# Need help from the ladies.



## kevint (Mar 14, 2009)

This is so hard. Ok ladies can you please give me some pointers about giving my wife some good oral sex. I want to really drive her crazy with my tongue. Please help.:scratchhead:


----------



## YinPrincess (Jul 31, 2011)

Uhm.. Ask her? 
_Posted via Mobile Device_


----------



## raising5boyz (Nov 8, 2008)

As with all 'how to please' type questions....depends on her! For me.....soft and slow is best. Fingers inside too....soft, slow, gentle....


----------



## SunnyT (Jun 22, 2011)

Google


----------



## janesmith (Nov 29, 2010)

The best oral sex begins with touching everywhere but miss kitty first. I like to have oral sex when im already aroused. It just feels better. Even when you get between her legs dont go for the button first. You have a whole expanse of leg, back of knee, inner thigh to lick and kisss. and use your hands. Massage the lips of her vagina. Use the heel of your hand. Stop and start, you dont want to make her sore. lay in her crotch and blow hot breath on her clitoris while barely touching her with you tonge

You can engage in a little finger action while the main even is going on right away because you are already lubricated. Pay attention to the movement of your wife's hip and the hardness of her nipples. Both tell you clearly what is pleasing your woman. PAY ATTENTION. Some men think the amount of noise a woman makes indicates the level of her arousal. Sometimes we do that more for you. When the real deal is going down, most of us are too busy trying not to clamp your head between our thighs to be caterwauling like cats. (porn side effect, im afraid)
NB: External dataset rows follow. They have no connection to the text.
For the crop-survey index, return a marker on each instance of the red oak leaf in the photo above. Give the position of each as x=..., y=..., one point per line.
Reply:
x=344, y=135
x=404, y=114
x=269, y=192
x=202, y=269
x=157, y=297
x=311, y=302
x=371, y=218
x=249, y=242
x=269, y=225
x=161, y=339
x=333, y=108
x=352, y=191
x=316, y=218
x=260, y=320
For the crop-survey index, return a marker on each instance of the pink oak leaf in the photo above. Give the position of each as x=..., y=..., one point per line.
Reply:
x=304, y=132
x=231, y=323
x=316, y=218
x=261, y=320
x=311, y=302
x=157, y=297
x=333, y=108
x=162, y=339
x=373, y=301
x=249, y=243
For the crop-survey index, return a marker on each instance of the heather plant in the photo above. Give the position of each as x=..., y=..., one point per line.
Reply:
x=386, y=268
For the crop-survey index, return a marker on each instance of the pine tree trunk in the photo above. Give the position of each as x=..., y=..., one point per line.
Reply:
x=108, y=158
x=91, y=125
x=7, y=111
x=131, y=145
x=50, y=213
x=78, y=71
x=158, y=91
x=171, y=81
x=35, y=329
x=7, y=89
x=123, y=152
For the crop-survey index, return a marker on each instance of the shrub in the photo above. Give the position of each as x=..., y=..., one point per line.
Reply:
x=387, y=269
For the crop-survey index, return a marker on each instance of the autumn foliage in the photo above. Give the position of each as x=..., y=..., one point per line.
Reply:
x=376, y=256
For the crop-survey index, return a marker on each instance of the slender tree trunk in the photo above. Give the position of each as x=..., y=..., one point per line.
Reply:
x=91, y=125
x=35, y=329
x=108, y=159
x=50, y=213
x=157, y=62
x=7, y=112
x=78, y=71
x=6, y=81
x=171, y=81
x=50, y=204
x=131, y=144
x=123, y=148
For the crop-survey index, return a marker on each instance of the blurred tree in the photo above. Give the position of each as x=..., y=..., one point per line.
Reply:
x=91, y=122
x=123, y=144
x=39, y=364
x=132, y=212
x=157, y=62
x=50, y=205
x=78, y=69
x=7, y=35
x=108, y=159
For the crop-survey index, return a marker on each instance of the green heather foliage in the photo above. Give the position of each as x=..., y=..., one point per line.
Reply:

Please dont rush this. Be creative. The tongue is flexible and can move in lots of directions. Use that to your advantage. Start slow or dont bother. Chewing, battering and further assault on the clitoris will get banned from your wifes nether regions thats for sure. 

Change up the stroke. Fast, slow, short, long, in circles, figure eights, lol. Follow her hips, they will tell you when you are doing it right

Good luck dude

oh yeah, tell her pretty she is down there. Tell her she tastes yummy, and be vocal as if you were eating the most lucious thing you can think of. Moan a little. Thats hot.


----------



## YinPrincess (Jul 31, 2011)

Really good advice here... Not having a little feedback personally makes me feel insecure, my mind wanders (is he enjoying himself or just sucking it up?), then forget about it... I start thinking it's not enjoyable for him and pull him off lol Maybe it's why I've never really liked receiving oral sex? 

The above reference to enjoying a woman much like a fine dish hit home for me just now. My husband slowly and deliberately consumes everything he eats, but seems to rush with me... 

Follow the advice above and I'm sure any woman would be grateful and more than willing to enthusiastically return the favor! 
_Posted via Mobile Device_


----------



## ChubbieOwl (Nov 19, 2011)

janesmith said:


> The best oral sex begins with touching everywhere but miss kitty first. I like to have oral sex when im already aroused. It just feels better. Even when you get between her legs dont go for the button first. You have a whole expanse of leg, back of knee, inner thigh to lick and kisss. and use your hands. Massage the lips of her vagina. Use the heel of your hand. Stop and start, you dont want to make her sore. lay in her crotch and blow hot breath on her clitoris while barely touching her with you tonge
> 
> You can engage in a little finger action while the main even is going on right away because you are already lubricated. Pay attention to the movement of your wife's hip and the hardness of her nipples. Both tell you clearly what is pleasing your woman. PAY ATTENTION. Some men think the amount of noise a woman makes indicates the level of her arousal. Sometimes we do that more for you. When the real deal is going down, most of us are too busy trying not to clamp your head between our thighs to be caterwauling like cats. (porn side effect, im afraid)
> 
> ...


:iagree::iagree::iagree:

Tease, tease, tease! And yes, let her know you are enjoying it too, to help her relax. Many woman worry a little about what their man thinks while he is down there, so let her know you love it and she will respond.


----------



## kevint (Mar 14, 2009)

janesmith said:


> The best oral sex begins with touching everywhere but miss kitty first. I like to have oral sex when im already aroused. It just feels better. Even when you get between her legs dont go for the button first. You have a whole expanse of leg, back of knee, inner thigh to lick and kisss. and use your hands. Massage the lips of her vagina. Use the heel of your hand. Stop and start, you dont want to make her sore. lay in her crotch and blow hot breath on her clitoris while barely touching her with you tonge
> 
> You can engage in a little finger action while the main even is going on right away because you are already lubricated. Pay attention to the movement of your wife's hip and the hardness of her nipples. Both tell you clearly what is pleasing your woman. PAY ATTENTION. Some men think the amount of noise a woman makes indicates the level of her arousal. Sometimes we do that more for you. When the real deal is going down, most of us are too busy trying not to clamp your head between our thighs to be caterwauling like cats. (porn side effect, im afraid)
> 
> ...


[/

Thanks Jane for the tips.:smthumbup:


----------



## janesmith (Nov 29, 2010)

you are totally welcomed. let us know how it goes


----------